Market Infrastructure and Compliance Technologies

The expansion of institutional-grade platforms continues alongside efforts to enhance transparency and compliance:

  • Blockchain analytics tools such as Chainalysis and Elliptic are increasingly adopted to trace illicit transactions and ensure adherence to sanctions, especially amid enforcement actions targeting activities involving privacy technologies like Tornado Cash.

  • Regulators are providing clearer guidance on capital and custody standards for digital assets, facilitating a more secure environment for institutions. Recent directives from agencies like the FDIC and OCC emphasize how banks should treat tokenized securities under existing standards, reducing ambiguity and fostering confidence.

  • Regional developments, such as Britain’s Bank of England considering easing stablecoin holding limits and Australian exchanges pursuing licenses for real-world asset (RWA) trading, illustrate a proactive stance on integrating traditional assets and fostering innovation.
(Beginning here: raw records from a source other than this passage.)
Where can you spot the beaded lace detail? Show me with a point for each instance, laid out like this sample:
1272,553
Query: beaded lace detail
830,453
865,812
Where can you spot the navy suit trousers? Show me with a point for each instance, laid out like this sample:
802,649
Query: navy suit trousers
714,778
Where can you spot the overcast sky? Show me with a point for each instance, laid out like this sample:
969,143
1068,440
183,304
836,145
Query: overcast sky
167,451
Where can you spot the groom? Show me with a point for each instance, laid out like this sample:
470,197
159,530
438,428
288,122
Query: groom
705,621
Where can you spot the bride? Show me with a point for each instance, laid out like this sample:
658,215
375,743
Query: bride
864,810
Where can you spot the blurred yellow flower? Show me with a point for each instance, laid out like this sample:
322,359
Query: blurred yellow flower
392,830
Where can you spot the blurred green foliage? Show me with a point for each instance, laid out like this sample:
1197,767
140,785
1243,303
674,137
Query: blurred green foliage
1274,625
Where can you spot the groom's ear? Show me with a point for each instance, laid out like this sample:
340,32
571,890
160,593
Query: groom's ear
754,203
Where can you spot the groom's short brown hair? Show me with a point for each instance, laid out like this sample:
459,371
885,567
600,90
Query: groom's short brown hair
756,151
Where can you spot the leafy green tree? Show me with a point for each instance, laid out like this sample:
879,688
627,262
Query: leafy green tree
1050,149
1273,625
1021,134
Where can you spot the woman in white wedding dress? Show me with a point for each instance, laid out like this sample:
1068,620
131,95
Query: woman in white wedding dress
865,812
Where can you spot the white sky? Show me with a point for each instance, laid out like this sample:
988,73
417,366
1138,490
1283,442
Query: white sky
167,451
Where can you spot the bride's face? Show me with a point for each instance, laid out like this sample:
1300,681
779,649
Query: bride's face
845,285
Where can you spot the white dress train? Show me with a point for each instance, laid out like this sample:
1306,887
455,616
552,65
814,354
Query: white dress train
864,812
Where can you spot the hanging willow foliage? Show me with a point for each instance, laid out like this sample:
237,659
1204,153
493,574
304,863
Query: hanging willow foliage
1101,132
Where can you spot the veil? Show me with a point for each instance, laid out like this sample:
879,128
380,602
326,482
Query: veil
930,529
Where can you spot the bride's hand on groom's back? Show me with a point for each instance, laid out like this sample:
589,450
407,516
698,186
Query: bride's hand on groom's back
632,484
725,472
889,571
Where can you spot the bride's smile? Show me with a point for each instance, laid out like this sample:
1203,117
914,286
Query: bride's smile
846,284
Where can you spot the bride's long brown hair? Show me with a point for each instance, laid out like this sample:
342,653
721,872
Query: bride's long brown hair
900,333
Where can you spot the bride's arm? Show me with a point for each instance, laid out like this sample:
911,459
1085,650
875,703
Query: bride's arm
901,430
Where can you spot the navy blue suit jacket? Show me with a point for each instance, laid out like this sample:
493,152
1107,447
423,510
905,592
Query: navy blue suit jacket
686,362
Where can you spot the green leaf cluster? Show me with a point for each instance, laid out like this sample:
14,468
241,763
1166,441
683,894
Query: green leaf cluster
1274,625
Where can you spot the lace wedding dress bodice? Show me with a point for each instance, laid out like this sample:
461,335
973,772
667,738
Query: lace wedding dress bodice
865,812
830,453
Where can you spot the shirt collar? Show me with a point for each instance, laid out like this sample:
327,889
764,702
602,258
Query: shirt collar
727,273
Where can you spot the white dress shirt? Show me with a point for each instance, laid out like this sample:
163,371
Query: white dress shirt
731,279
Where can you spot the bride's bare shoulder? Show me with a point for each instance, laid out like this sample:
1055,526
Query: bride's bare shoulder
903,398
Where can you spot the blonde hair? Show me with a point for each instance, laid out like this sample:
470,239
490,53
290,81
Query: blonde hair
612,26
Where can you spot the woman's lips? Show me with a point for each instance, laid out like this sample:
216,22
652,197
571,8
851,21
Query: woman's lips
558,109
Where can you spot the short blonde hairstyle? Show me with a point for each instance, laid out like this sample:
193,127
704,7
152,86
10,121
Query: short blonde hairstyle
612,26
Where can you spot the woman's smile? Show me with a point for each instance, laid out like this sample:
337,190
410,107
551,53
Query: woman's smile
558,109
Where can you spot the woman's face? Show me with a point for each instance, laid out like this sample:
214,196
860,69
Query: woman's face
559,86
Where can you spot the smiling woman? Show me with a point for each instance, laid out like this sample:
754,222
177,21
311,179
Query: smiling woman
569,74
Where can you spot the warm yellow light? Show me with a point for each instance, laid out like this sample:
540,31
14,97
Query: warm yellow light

Emerging Risks and Challenges

Despite these advancements, significant challenges remain:

  • Security vulnerabilities persist, as incidents involving asset theft, mnemonic leaks, and operational fragility underscore the need for robust custody solutions and security standards.
  • The ongoing debate around centralization vs. decentralization is exemplified by legislative proposals like the CLARITY Act and recent Senate actions, which could concentrate market power among established players if not carefully balanced.
  • International regulatory harmonization remains a critical goal, as differing standards across jurisdictions can hinder cross-border liquidity and institutional participation.

Implications and Future Outlook

The current landscape indicates a clear trend toward greater institutional involvement in digital assets, facilitated by licensing pathways, regulatory clarity, and technological innovation. Key implications include:

  • Broader access for institutions to Fed and other central bank payment systems, enabling efficient settlement and custody.
  • Increased issuance of licenses and charters for custody, trading, and settlement platforms, fostering a compliant and trustworthy environment.
  • Continued development of interoperable infrastructure connecting blockchain-based markets with traditional banking systems and CBDCs, as exemplified by projects like the European Central Bank’s Appia.

Looking ahead, international cooperation and regulatory harmonization will be vital. The industry can anticipate more jurisdictions adopting clear licensing regimes, expanded use of compliance analytics, and progress in integrating digital assets into mainstream financial markets.

In conclusion, as the digital asset ecosystem matures, the combination of strategic licensing, regulatory support, and technological innovation is positioning it for sustained growth. However, addressing operational security risks and ensuring balanced regulation will be crucial to fostering a resilient, transparent, and inclusive institutional market environment.